Über die letzten zweieinhalb tausend Jahre hat sich in der Geschichtenerzählung, und natürlich auch in der Gesellschaft als ganzes, einiges getan. Es ist auch heute schwer zu argumentieren, dass Medea ein guter Mensch sei. Wenn man sich aber anguckt, was ihr angetan wurde, kann man die Geschichte ein wenig anders interpretieren. Den Mord am eigenen Bruder beging sie im Argonautenmythos aus Liebe zu Iason. Sie warf ihr Leben weg, um es mit ihrem Geliebten verbringen zu können. In Korinth angekommen wurde sie dann selbst weggeworfen wie ein Stück Müll. Die Geschichte ist immer noch eine von Rache, aber weniger getrieben von geblendeter Wut. Sie nimmt Aspekte auf, welche man im Film im Genre "rape and revenge" wiederfinden würde. Bei diesem wird eine Frau zuerst zu Boden gebracht, um sich dann auf einen Rachefeldzug gegen ihre Übeltäter zu begeben. Dabei wird auch oft keine Rüksicht auf Verluste genommen. Dieses Genre steht zwar heute auch oft in der Kritik und gilt als sexistisch, weil die Protagonistin immer erst alles verlieren muss, bevor sie sich wieder hochkämpfen darf, der Hintergrundgedanke ist aber da: Die Emanzipation der Frau. Medea richtet sich gegen Konventionen, gegen das, was Iason und der König Korinths von ihr erwarten, und entscheidet ihr eigenes Schicksal. Dabei ist es ihr gleich, welche Opfer sie bringen muss. Sie geht buchstäblich über Leichen. Ihre Taten sind bei weitem noch nicht gerechtvertigt, man kann aber besser nachvollziehen, wieso sie so handelt, wie sie es eben tut.
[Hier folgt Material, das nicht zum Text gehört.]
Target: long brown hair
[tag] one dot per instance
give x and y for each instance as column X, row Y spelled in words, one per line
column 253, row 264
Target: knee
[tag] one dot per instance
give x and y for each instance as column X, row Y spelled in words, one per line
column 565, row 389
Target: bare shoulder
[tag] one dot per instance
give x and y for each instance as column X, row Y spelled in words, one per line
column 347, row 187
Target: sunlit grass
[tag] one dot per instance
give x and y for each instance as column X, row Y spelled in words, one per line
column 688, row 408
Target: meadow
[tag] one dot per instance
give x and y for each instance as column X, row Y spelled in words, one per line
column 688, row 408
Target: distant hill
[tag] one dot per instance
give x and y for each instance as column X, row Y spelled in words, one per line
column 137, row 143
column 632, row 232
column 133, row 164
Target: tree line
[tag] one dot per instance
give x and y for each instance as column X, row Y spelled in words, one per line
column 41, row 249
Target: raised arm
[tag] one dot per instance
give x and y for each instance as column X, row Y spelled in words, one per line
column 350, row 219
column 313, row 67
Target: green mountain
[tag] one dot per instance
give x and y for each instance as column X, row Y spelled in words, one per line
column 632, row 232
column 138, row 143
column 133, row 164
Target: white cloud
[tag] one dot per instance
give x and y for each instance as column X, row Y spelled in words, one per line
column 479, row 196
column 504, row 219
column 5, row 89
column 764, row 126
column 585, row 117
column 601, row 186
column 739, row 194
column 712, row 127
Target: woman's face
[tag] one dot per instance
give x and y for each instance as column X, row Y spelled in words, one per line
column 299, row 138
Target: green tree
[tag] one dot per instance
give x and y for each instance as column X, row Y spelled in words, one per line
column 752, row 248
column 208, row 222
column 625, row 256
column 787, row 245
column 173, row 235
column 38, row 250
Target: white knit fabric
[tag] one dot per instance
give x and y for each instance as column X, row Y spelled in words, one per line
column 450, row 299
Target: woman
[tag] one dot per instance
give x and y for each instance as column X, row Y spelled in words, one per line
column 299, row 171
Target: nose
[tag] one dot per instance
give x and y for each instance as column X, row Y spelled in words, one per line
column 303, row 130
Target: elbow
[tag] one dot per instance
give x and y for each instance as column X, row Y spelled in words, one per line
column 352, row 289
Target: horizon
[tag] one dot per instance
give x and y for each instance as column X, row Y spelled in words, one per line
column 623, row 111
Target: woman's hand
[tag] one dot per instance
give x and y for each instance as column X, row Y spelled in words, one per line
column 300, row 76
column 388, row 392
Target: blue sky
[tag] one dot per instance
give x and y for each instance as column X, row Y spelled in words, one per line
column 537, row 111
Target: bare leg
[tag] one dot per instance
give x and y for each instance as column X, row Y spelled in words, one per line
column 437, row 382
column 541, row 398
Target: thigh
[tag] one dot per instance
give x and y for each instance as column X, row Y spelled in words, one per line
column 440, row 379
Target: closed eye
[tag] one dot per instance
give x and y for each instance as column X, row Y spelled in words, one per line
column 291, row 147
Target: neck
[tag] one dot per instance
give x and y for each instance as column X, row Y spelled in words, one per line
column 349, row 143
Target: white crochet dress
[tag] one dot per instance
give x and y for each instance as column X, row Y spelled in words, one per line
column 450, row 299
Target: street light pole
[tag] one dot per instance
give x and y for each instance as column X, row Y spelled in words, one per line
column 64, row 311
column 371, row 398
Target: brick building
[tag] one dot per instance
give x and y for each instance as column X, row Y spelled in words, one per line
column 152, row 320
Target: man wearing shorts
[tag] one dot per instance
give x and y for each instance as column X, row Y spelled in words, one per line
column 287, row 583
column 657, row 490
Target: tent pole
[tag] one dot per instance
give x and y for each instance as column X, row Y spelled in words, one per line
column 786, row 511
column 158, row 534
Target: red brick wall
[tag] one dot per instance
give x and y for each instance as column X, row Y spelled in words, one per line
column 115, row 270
Das Stück Medea war unbeliebt, als es 431 vor Christus das erste mal aufgeführt wurde. In unserer modernen Welt, mit einem anderen Frauenbild, anderen Erzählstrukturen und einer anderen Erwartungshaltung an den Protagonisten eines Stückes, kann die Tragödie heute vielleicht besser wertgeschätzt werden, als das vor 2500 Jahren der Fall war. Es ist tolle Unterhaltung, grandios auf die Bühne gebracht von den Schauspielern im LTT, und auf jeden Fall einen Besuch wert.